Erin: And also it affects people from different communities in different ways. If you already have an identity that's marginalised in some way, you are much more likely to be a target, and you're much less likely to get the support you need in many cases, which makes things even worse. I mean, I've been pretty lucky so far, and I think a lot of the people I know who've been pretty lucky, but it really is luck that determines a lot of your experience in Dere.
Carmen: I really appreciate you both bringing this up because it's something that I hadn't heard about before reading this book and leading up to this recording, and it was something that really struck me as a silent shout that I missed that really reinvigorates that need we have in our dev communities and tech communities and communities in general to prioritise minimising harm for those that are most vulnerable because we have effects like this. And thank you both for pointing this out.
Erin: And I also think that one of the strengths of the book Badass is it's incredibly clear delivery, and I think I mentioned before that it takes a lot of work to make something clear. It takes a lot of work to make something simple, and sometimes people confuse the simplicity of presentation with the simplicity of the presenter, right? Oh, this is so easy to read. It must not have taken very much work. No, the complete opposite is actually the case.

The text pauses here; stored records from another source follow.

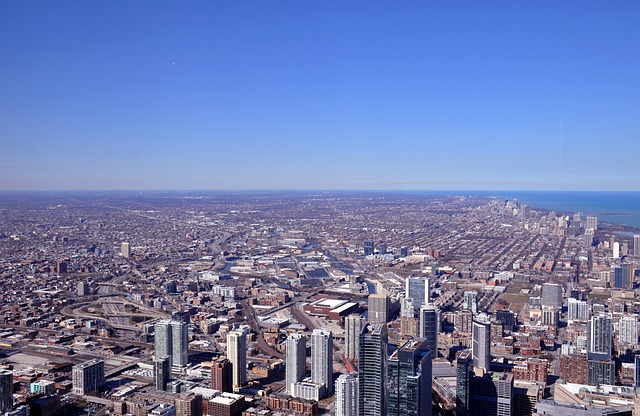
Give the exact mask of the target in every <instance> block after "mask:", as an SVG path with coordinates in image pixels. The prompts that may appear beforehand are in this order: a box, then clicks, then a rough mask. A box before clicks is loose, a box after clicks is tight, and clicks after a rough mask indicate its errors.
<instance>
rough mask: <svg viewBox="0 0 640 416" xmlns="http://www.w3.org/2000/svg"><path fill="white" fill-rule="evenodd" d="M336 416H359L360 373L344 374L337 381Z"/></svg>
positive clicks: (351, 373)
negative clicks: (358, 400) (358, 388)
mask: <svg viewBox="0 0 640 416" xmlns="http://www.w3.org/2000/svg"><path fill="white" fill-rule="evenodd" d="M335 415H336V416H358V373H356V372H353V373H349V374H342V375H341V376H340V377H338V379H337V380H336V413H335Z"/></svg>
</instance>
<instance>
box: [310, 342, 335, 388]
mask: <svg viewBox="0 0 640 416" xmlns="http://www.w3.org/2000/svg"><path fill="white" fill-rule="evenodd" d="M311 381H312V382H314V383H316V384H324V387H325V394H326V395H327V396H330V395H331V394H333V335H332V334H331V331H329V330H326V329H314V330H313V333H312V334H311Z"/></svg>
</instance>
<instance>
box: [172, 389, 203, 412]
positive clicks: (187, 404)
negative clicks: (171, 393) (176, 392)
mask: <svg viewBox="0 0 640 416" xmlns="http://www.w3.org/2000/svg"><path fill="white" fill-rule="evenodd" d="M175 406H176V416H202V396H201V395H200V394H197V393H182V394H178V397H176V399H175Z"/></svg>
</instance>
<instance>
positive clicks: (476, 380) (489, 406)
mask: <svg viewBox="0 0 640 416" xmlns="http://www.w3.org/2000/svg"><path fill="white" fill-rule="evenodd" d="M470 392H471V395H470V397H471V400H470V402H469V408H470V412H471V413H472V414H473V415H478V416H489V415H491V416H511V415H512V414H513V412H512V405H513V374H511V373H485V374H484V375H482V376H476V375H473V376H472V377H471V379H470Z"/></svg>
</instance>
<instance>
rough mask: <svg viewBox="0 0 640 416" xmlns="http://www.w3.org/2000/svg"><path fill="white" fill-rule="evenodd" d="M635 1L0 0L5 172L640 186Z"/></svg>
mask: <svg viewBox="0 0 640 416" xmlns="http://www.w3.org/2000/svg"><path fill="white" fill-rule="evenodd" d="M639 19H640V2H637V1H635V0H630V1H612V2H603V1H586V0H580V1H569V0H563V1H556V0H553V1H551V0H549V1H547V0H537V1H533V0H531V1H525V0H522V1H492V0H487V1H481V2H479V1H451V0H447V1H445V0H442V1H393V2H391V1H349V2H345V1H311V0H309V1H299V0H292V1H264V0H260V1H238V0H232V1H213V0H207V1H201V2H199V1H173V2H167V1H139V0H136V1H118V0H96V1H90V2H88V1H56V2H51V1H40V2H38V1H21V0H15V1H13V0H6V1H2V2H0V57H1V58H0V140H1V144H2V151H1V152H0V189H436V190H437V189H545V190H546V189H573V190H583V189H584V190H590V189H609V190H614V189H619V190H640V163H638V156H639V155H640V140H639V139H640V117H639V110H640V48H639V47H638V44H639V43H640V25H638V21H639Z"/></svg>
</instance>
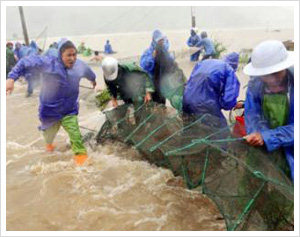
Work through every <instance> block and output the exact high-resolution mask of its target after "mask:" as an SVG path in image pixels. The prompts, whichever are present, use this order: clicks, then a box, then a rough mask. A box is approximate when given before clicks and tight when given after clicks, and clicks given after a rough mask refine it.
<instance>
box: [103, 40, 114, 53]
mask: <svg viewBox="0 0 300 237" xmlns="http://www.w3.org/2000/svg"><path fill="white" fill-rule="evenodd" d="M104 53H105V54H113V53H114V51H113V49H112V47H111V44H110V43H109V40H106V44H105V45H104Z"/></svg>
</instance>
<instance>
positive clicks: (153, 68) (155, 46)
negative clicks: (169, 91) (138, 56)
mask: <svg viewBox="0 0 300 237" xmlns="http://www.w3.org/2000/svg"><path fill="white" fill-rule="evenodd" d="M161 41H162V42H161ZM159 42H161V43H162V44H163V47H164V48H165V49H166V50H169V47H170V44H169V40H168V38H167V37H166V36H165V35H164V34H163V33H162V32H161V31H160V30H155V31H153V33H152V41H151V44H150V46H149V47H148V48H147V49H146V50H145V51H144V52H143V54H142V56H141V59H140V66H141V68H143V69H144V70H145V71H146V72H147V73H148V74H149V75H150V76H151V77H153V74H154V66H155V55H154V54H155V53H154V52H155V49H156V46H157V44H159Z"/></svg>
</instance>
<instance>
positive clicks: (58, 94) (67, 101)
mask: <svg viewBox="0 0 300 237" xmlns="http://www.w3.org/2000/svg"><path fill="white" fill-rule="evenodd" d="M65 42H66V40H63V41H62V42H60V44H59V49H60V48H61V47H62V45H63V44H64V43H65ZM29 70H33V71H36V72H40V73H42V87H41V91H40V106H39V118H40V120H41V122H42V125H41V126H40V129H42V130H45V129H47V128H49V127H51V126H52V125H53V124H54V123H56V122H57V121H59V120H61V119H62V118H63V117H64V116H66V115H77V114H78V94H79V82H80V79H81V78H83V77H85V78H87V79H88V80H90V81H95V78H96V76H95V74H94V72H93V71H92V70H91V69H90V67H88V66H87V65H86V64H85V63H84V62H83V61H81V60H79V59H77V60H76V62H75V64H74V66H73V67H72V68H70V69H67V68H66V67H65V66H64V64H63V62H62V59H61V55H59V57H58V58H55V57H48V56H39V55H32V56H29V57H25V58H24V59H21V60H20V61H19V62H18V63H17V65H16V66H15V67H14V68H13V69H12V71H11V72H10V73H9V75H8V78H12V79H14V80H17V79H18V78H19V77H20V76H24V75H25V74H26V73H27V72H28V71H29Z"/></svg>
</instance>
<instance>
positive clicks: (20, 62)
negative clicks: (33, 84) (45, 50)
mask: <svg viewBox="0 0 300 237" xmlns="http://www.w3.org/2000/svg"><path fill="white" fill-rule="evenodd" d="M48 63H49V60H48V58H47V57H44V56H39V55H32V56H28V57H25V58H22V59H21V60H20V61H19V62H18V63H17V64H16V65H15V66H14V67H13V68H12V70H11V71H10V72H9V74H8V75H7V78H11V79H14V80H15V81H16V80H18V79H19V77H21V76H25V74H26V73H28V71H29V70H31V69H35V70H42V69H43V67H45V66H47V65H48Z"/></svg>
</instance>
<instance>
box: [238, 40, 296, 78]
mask: <svg viewBox="0 0 300 237" xmlns="http://www.w3.org/2000/svg"><path fill="white" fill-rule="evenodd" d="M292 65H294V57H293V52H290V51H287V50H286V48H285V47H284V45H283V43H282V42H281V41H277V40H269V41H264V42H262V43H260V44H259V45H257V46H256V47H255V48H254V50H253V53H252V55H251V63H249V64H247V65H246V66H245V68H244V70H243V71H244V73H245V74H247V75H249V76H263V75H268V74H272V73H274V72H279V71H282V70H284V69H287V68H289V67H290V66H292Z"/></svg>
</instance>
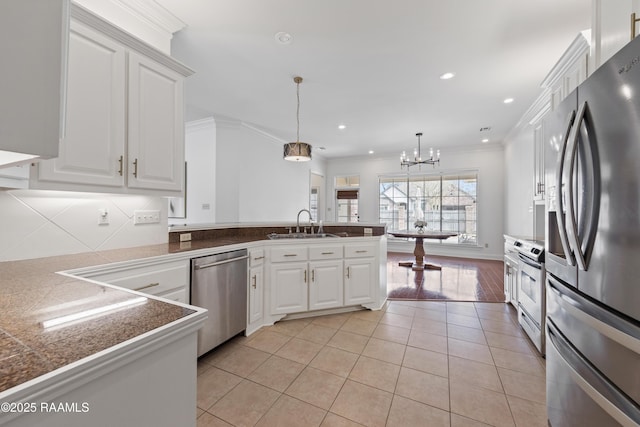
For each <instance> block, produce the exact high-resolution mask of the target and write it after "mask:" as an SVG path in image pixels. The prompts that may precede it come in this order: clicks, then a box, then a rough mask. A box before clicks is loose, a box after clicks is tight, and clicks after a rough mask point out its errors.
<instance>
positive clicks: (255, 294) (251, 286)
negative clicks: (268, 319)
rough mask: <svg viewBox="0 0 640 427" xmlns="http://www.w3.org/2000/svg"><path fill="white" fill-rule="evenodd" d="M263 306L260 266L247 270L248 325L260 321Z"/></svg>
mask: <svg viewBox="0 0 640 427" xmlns="http://www.w3.org/2000/svg"><path fill="white" fill-rule="evenodd" d="M263 306H264V269H263V267H262V265H260V266H259V267H252V268H250V269H249V310H248V311H249V324H251V323H255V322H257V321H258V320H260V319H262V310H263Z"/></svg>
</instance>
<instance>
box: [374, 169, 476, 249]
mask: <svg viewBox="0 0 640 427" xmlns="http://www.w3.org/2000/svg"><path fill="white" fill-rule="evenodd" d="M477 186H478V173H477V172H475V171H473V172H465V173H460V174H448V175H412V176H401V177H400V176H395V177H380V222H381V223H384V224H386V225H387V229H388V230H408V229H413V223H414V222H415V221H416V220H419V219H420V220H423V221H426V222H427V226H426V229H427V230H435V231H451V232H454V233H457V234H458V235H457V236H456V237H452V238H449V239H446V240H444V241H443V243H454V244H472V245H476V244H477V229H476V224H477V210H476V204H477V191H476V189H477Z"/></svg>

And so the people who take the time to make things easy to understand are often not given the same kudos as the people who artificially complicate things because, oh, that's complicated. It must be difficult. Whoa, they must be so smart. So I would just ask people to take a step back and think, okay, is this actually difficult or is it just complicated? Those are two different things, right? And to think about, okay, try to understand the effort underneath making something simple versus the apparent effort of the complicated thing that, and read the troubleshooting part first.
Carmen: I love that. I love that. And I think that's, sorry.
Erin: Oh, another thing I like to think about when I read the troubleshooting part first, just read it. If you're trying to evaluate a new piece of technology and you read the troubleshooting part, first think, are these the problems I want to have? Because every technology has problems. Everything in the world has problems, and you just choose the problems you want to have. What are your deal breakers? If you have to use another piece of technology and the troubleshooting section says, well, these two things do not play nicely together, right? That's a pretty easy place to say, oh, nope, this is not a problem I want to have. Yeah, everything's about choices. It's such a shame. Be nice if nothing needed a choice. Anyway, thank you all so much for letting me on to rant about how much I love this book.
Carmen: No, thank you so much. Thank you, Erin. This was absolutely wonderful.
Erin: It's always a pleasure to talk with you all. Just fun to rant about this kind of stuff.
Matthew: So Erin, where can people find more about you, about Wordnik, and about the things that you want to share with the world?
Erin: I'm on Twitter still. We'll see what happens. I'm just eke on Twitter and Wordnik is word NI k.com, like Wordnik, like beatnik or Sputnik. And yeah, I'm pretty easily findable on the internet. If you find that Aaron McKean, who's a professor of neurosurgery, that's not me. Sorry. Very disappointing. I am not also a professor of neurosurgery in my spare time,
Matthew: There's plenty that you are doing in your spare time already.
Erin: I have no desire to add neurosurgery to that list. That other Erin mc key, she can have that domain. I'm really happy for.
Carmen: Thank you. Have a great day. Same to you. Thank you.